Col Prélude debutta tutta la carica innovativa del Novecento musicale e Mallarmé rimane solo un pretesto. È una ventata di musica nuova per la Parigi di inizio secolo. Così come lo è in quegli stessi anni il rinnovamento portato avanti dalla compagnia dei Balletti russi dell'impresario Sergej Djagilev. L'attività prende inizio nel 1909 con "Les sylphides", su musiche pianistiche di Chopin trascritte per l'occasione da un giovane ancora poco conosciuto, un certo Igor Stravinskij. Djagilev, insieme al suo compagno di vita e d'arte, il grande ballerino Vaclav Nijinskij, sostiene una nuova idea di balletto, quasi wagneriana, la fusione delle arti in una unica rappresentazione: arte coreutica, musica, pittura si devono fondere insieme. Le scenografie realizzate con l'apporto dei maggiori pittori russi e francesi: Matisse, Picasso, Braque, Dufy. La musica da balletto fa un salto di qualità: Rimskij-Korsakov, Balakirev, Ravel, Borodin, Cjakovskij, Debussy.
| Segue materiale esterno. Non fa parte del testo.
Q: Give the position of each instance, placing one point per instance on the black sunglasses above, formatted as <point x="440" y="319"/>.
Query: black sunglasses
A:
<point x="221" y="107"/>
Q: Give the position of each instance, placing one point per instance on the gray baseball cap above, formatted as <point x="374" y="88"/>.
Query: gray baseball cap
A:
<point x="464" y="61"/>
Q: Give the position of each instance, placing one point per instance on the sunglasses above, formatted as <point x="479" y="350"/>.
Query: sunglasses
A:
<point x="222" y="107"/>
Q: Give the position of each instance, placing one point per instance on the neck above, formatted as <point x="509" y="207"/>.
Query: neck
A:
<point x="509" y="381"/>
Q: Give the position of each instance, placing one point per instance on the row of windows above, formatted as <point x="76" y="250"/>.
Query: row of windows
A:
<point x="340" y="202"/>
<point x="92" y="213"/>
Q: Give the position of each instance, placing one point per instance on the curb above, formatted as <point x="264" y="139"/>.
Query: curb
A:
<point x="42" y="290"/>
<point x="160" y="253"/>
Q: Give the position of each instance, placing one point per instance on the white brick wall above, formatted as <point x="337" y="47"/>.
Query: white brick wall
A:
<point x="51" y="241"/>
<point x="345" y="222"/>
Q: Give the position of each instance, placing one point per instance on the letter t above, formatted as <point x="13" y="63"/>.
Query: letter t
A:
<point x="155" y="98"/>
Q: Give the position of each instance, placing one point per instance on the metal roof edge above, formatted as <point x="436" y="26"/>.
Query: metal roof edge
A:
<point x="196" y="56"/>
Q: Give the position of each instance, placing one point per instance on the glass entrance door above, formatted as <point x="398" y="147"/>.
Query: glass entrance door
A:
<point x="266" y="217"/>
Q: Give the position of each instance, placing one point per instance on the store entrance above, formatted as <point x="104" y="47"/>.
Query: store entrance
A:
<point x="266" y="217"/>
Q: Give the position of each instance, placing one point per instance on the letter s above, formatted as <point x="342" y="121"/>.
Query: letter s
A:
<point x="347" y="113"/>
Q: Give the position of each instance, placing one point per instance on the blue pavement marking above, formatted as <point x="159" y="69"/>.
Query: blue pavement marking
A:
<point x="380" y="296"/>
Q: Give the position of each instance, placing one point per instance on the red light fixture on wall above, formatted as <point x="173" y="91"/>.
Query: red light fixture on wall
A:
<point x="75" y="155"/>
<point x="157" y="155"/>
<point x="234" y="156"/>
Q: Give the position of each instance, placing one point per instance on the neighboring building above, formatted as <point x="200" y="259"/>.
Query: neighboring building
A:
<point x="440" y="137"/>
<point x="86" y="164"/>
È lo stesso Nijinskij a ottenere da Djagilev il permesso di cimentarsi nella coreografia del Prélude. Nijinsky si reca al museo del Louvre e trova cerca l'ispirazione giusta in un vaso ellenico a fondo nero raffigurante un fauno. Anche Nijinsky è uno sperimentatore, ma forse osa troppo per il suo tempo. Per rispecchiare al meglio il concetto espresso dai vasi greci, i ballerini danzano con la testa e le gambe di profilo rispetto alla sala, mentre rimangono rivolte verso questo solamente il corpo e le braccia. Solo dopo numerose ripetizioni le ninfe riescono a danzare in modo fluido, senza intoppi. Nijinsky, che interpreta la parte del fauno, si limita a una danza "di terra", coi piedi ben ancorati al suolo, senza salti. La rottura con la danza classica, con il tecnicismo a cui i ballerini russi erano abituati appare molto forte, tanto che Diaghilev durante le prove inizia a dubitare della riuscita dell'opera. Ma sarà la scandalosa scena finale nella quale il fauno compie atti di feticismo onanistico, a suscitare, più di tutto il resto, giudizi quantomeno controversi sull'opera. Come la musica di Debussy tornava alla materia primordiale del suono, il balletto di Nijinsky metteva in scena una dimensione originaria, mitica, dominata dalle pulsioni dei sensi, quasi una ricerca del rimosso.